Giù la testa, si torna in trincea. Presa una boccata d'aria mercoledì, le Borse europee sono tornate ieri a perdere pesantemente afflitte da una sorta di riflesso pavloviano in base al quale se Wall Street soffre, tutti patiscono, nessuno escluso. Già incerta mercoledì sera, New York è andata molto peggio ieri (-4,2%). Un passo da gambero costato caro ai listini del Vecchio continente appesantiti da ribassi compresi fra il 3% di Francoforte, la peggiore, e il -1,49% di Londra, con Piazza Affari che ha lasciato sul terreno il 2,25%, riducendo ormai a poco più di due punti il guadagno da inizio anno.
A riportare le vendite sui parterre, il rinfocolarsi dei timori legati alla possibilità che la Federal Reserve, quest'anno, rompa la lunga tradizione caratterizzata da una gestione estremamente cauta della politica monetaria. Quattro rialzi dei tassi, anzichè i tre finora previsti, a causa di un'ascesa dell'inflazione superiore alle attese. Un'ipotesi rilanciata da un sondaggio del Wall Street Journal, in cui gli economisti intervistati, pur aspettandosi tre strette, giudicano come sempre più possibile una quarta.

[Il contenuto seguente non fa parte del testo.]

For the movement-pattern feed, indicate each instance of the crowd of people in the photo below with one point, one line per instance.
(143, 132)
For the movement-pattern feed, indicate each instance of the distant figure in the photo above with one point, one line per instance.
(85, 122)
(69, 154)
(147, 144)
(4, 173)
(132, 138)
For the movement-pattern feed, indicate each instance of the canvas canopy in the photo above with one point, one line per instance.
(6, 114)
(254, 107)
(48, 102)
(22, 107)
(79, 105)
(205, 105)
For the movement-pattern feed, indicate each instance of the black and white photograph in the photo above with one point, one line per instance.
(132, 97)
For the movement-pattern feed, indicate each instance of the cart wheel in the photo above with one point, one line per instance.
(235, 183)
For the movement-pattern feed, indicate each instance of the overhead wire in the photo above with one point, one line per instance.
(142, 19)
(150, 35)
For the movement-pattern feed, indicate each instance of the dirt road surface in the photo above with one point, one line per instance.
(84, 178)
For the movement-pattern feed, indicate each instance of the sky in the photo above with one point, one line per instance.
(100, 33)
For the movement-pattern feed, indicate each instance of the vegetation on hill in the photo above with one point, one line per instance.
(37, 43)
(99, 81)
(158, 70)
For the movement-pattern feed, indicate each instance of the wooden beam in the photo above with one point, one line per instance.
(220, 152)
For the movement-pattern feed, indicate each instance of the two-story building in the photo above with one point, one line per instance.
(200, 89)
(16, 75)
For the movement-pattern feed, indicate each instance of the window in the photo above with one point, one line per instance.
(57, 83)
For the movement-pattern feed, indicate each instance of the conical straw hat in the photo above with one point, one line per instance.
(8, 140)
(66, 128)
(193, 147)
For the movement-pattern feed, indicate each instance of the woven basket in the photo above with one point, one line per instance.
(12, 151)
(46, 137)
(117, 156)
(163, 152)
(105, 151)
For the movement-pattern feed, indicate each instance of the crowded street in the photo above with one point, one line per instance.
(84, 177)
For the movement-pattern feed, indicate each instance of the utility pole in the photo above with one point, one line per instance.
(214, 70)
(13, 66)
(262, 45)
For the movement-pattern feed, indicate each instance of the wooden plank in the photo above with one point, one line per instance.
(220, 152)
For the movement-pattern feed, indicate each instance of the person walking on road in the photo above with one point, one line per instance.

Eppure, solo mercoledì, ben quattro presidenti regionali della Fed avevano gettato secchiate d'acqua gelata sulla possibilità di un forte inasprimento del costo del denaro. Ai quali si è aggiunto ieri un altro pompiere, il presidente della Fed di Filadelfia, Patrick Harker: «Con l'arrivo alla guida della Federal Reserve del governatore Jerome Powell, la politica monetaria americana non subirà un cambiamento notevole», ha rassicurato. Harker ha introdotto un altro elemento calmierante: la scarsa urgenza di accelerare nella riduzione del bilancio della banca centrale Usa, gonfiato negli anni di allentamento quantitativo. Parole non casuali, visto che la Fed sta imprimendo al piano di snellimento un vigore inatteso: dalla fine dello scorso dicembre, quando la banca centrale aveva ancora in carico 2.454 miliardi di Treasury, il controvalore è sceso il 31 gennaio di 18 miliardi, una cifra che supera il calo di 12 miliardi previsto. Questo boost dato alla normalizzazione del bilancio non è a costo zero, dato che impatta, oltre che sui titoli del Tesoro, anche su quelli ipotecari, i cosiddetti Mortgage backed securities (Mbs). Non a caso, se i rendimenti del T-bond decennale sono schizzati al 2,857%, i tassi d'interesse sui mutui a 30 anni hanno preso l'ascensore salendo di 10 punti solo nell'ultima settimana, al 4,32%. Dall'inizio dell'anno, l'aumento è stato di 30 punti. È una spia rossa accesa sulla consolle del mercato immobiliare americano, con potenziali ripercussioni negative sull'intera economia a stelle e strisce.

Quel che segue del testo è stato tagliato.